Another alternative is to just give up and migrate to an appliance that is commercially available/supported. Several past coworkers have used Synology products without any issues, and I like the various plugins and community support for Synology/QNAP. This does leave me with a rather difficult question of what to do with my FreeNAS box.
I could always take the 4x 2TB drives from FreeNAS, move them to Synology, and back-fill the FreeNAS box with cheaper drives. This could give me a better performing backup destination (the mirrored Iomega tends to chug under simultaneous rsync/Veeam backups). The Iomega could then pivot into a NFS share (VMware ISOs?) and a general laptop/PC backup destination.
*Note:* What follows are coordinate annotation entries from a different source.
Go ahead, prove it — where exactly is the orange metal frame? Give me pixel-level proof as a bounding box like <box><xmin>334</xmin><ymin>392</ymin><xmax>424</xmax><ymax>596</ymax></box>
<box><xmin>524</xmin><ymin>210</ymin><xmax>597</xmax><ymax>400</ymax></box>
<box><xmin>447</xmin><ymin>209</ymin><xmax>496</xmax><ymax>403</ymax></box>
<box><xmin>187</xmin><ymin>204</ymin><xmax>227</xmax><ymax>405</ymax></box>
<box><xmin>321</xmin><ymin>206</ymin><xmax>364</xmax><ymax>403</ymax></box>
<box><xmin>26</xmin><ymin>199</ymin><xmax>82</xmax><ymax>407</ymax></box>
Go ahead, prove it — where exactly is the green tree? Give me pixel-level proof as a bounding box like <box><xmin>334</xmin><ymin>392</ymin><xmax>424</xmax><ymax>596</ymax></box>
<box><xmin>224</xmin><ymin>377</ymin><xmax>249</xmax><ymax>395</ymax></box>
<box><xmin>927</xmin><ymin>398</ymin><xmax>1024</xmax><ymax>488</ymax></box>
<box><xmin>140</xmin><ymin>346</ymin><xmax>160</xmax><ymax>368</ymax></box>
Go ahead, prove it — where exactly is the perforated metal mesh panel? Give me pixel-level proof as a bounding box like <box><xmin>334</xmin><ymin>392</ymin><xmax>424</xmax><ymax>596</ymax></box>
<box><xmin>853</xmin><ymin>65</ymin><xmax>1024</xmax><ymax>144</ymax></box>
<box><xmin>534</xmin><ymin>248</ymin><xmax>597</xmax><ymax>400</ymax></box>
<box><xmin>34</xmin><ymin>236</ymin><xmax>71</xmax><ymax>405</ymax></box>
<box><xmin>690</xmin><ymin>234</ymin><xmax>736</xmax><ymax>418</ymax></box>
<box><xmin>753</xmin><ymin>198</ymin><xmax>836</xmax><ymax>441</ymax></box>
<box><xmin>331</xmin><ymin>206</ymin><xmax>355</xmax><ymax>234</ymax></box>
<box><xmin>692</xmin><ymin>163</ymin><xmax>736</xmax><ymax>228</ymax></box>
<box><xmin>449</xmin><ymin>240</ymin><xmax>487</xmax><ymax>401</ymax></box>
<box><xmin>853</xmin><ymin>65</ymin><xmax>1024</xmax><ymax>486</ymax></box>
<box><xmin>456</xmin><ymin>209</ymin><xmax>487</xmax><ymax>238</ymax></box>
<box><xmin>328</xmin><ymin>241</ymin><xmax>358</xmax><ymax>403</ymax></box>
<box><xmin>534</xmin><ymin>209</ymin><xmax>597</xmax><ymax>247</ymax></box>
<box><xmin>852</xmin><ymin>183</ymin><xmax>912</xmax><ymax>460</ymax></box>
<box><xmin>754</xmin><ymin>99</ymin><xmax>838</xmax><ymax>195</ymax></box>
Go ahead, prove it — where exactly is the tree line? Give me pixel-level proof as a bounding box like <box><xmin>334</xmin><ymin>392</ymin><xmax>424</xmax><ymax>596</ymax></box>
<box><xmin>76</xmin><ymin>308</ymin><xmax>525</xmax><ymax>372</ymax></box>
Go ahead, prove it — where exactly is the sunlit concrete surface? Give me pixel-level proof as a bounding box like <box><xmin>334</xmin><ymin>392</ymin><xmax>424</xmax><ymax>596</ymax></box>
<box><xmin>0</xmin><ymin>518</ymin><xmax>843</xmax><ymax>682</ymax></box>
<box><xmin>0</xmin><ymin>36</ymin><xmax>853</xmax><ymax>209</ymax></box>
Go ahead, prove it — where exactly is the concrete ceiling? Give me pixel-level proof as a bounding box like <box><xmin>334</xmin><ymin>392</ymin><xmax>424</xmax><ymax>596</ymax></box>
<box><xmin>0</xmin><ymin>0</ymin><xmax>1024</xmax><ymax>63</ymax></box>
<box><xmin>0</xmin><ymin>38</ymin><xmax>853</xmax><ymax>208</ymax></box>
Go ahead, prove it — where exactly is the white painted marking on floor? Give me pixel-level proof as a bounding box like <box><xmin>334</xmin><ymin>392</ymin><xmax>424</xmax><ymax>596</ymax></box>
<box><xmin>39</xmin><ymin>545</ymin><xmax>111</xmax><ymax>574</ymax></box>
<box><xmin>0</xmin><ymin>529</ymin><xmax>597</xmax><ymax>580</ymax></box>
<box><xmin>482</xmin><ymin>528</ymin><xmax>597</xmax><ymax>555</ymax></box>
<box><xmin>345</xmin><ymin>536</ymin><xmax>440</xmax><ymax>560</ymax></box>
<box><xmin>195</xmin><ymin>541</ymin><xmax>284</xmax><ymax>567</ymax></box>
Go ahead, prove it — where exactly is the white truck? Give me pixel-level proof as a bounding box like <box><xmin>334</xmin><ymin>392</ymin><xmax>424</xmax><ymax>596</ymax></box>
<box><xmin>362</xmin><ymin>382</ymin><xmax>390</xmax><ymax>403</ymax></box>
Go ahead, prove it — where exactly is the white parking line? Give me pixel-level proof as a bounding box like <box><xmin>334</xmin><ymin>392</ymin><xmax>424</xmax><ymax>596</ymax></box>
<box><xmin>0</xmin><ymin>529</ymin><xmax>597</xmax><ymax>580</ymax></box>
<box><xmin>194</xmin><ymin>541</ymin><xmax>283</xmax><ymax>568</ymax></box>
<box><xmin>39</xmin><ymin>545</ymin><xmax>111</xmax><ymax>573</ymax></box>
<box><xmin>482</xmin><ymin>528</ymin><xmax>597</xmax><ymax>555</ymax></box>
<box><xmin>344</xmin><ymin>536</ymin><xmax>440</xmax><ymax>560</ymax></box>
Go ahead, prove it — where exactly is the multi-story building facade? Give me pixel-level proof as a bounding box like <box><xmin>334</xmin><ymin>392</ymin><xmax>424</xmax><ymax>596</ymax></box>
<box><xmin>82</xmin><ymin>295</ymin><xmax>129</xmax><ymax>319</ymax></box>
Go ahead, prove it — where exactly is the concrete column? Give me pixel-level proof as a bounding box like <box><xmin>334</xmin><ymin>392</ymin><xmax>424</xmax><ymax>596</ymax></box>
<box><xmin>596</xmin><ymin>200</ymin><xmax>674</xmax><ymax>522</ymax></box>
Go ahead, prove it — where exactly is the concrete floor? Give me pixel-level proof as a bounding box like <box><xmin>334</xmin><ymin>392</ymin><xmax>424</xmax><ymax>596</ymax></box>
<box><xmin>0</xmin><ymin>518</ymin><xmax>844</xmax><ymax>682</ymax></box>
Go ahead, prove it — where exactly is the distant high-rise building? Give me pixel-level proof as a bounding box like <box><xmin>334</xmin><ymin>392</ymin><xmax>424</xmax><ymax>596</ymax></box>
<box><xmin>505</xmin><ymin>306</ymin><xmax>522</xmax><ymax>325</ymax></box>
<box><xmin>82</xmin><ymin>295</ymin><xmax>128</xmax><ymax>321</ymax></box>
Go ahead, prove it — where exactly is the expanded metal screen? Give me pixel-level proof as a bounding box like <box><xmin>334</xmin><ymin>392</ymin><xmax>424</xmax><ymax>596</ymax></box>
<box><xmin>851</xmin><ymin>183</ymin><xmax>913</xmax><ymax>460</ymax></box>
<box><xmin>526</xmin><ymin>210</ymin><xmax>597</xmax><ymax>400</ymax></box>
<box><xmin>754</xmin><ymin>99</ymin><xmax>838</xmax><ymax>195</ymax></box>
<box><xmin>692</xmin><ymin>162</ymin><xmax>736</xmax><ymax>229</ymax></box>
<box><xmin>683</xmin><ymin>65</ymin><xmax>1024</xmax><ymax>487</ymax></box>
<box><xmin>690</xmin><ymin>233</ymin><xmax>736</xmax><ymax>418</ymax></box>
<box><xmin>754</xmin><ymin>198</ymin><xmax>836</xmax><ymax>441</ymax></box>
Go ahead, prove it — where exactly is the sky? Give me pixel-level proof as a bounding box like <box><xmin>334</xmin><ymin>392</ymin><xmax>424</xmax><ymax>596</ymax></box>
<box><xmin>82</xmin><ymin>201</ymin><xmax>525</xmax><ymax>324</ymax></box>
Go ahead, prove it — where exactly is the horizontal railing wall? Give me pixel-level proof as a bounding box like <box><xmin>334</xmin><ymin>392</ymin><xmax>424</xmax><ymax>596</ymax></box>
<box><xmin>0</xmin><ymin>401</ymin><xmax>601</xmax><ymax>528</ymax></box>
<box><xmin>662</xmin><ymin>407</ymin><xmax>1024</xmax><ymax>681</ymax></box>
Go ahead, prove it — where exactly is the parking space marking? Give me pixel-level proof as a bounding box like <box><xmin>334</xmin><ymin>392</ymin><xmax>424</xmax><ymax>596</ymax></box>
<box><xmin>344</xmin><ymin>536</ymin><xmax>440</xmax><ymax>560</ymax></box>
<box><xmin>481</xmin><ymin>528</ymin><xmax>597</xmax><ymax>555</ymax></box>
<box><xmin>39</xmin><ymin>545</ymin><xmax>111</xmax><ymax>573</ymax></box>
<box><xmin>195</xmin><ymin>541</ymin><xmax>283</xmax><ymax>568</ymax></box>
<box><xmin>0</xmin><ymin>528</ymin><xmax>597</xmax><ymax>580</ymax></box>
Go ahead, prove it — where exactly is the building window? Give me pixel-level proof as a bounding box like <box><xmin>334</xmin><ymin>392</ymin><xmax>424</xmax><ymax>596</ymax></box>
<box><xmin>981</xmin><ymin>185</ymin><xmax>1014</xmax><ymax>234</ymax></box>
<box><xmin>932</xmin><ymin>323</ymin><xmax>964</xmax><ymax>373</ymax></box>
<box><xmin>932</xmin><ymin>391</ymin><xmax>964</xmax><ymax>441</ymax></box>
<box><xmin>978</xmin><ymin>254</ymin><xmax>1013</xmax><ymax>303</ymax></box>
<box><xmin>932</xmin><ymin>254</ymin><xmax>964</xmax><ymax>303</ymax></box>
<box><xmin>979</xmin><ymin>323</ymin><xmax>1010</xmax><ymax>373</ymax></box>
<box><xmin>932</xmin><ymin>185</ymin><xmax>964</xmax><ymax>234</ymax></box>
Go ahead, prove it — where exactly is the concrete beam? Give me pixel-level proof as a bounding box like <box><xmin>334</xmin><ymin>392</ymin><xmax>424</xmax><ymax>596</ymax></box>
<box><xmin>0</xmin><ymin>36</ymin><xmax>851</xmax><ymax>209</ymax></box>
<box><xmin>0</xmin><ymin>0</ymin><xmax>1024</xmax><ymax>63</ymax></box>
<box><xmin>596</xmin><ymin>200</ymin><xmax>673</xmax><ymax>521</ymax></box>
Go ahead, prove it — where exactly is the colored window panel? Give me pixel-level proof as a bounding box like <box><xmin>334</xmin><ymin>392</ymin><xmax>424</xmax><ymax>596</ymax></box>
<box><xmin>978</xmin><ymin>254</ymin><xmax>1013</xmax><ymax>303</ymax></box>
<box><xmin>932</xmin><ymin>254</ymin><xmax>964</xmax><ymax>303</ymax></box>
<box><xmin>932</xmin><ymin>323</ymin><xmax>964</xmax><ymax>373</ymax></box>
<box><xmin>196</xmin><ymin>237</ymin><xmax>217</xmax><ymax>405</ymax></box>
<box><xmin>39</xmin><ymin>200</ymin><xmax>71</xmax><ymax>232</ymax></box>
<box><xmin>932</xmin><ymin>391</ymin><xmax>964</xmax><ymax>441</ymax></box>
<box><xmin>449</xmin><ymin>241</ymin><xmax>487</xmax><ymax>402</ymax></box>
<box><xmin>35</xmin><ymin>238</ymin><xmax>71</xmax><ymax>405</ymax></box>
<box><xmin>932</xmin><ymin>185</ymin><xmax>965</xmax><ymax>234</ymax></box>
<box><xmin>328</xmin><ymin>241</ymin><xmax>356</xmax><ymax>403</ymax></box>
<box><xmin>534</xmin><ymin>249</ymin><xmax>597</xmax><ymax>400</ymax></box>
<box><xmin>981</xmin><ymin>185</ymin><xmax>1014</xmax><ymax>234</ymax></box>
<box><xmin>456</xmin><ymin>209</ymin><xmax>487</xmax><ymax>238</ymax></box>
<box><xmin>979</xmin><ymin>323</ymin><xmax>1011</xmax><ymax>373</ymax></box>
This is probably the most likely first step for going forward. Without any additional financial costs, I can benchmark how well the system performs with the increased RAM - both with sync enabled and disabled. If I feel really ambitious, I'll even pull the additional RAM and run the tests again with only 8GB of RAM.
If it looks like performance has improved enough with the extra RAM, I will probably take the hit and go back to synchronous writes. Otherwise, I'll have to look at iSCSI or the mSATA drives as a viable alternative to a whole new system.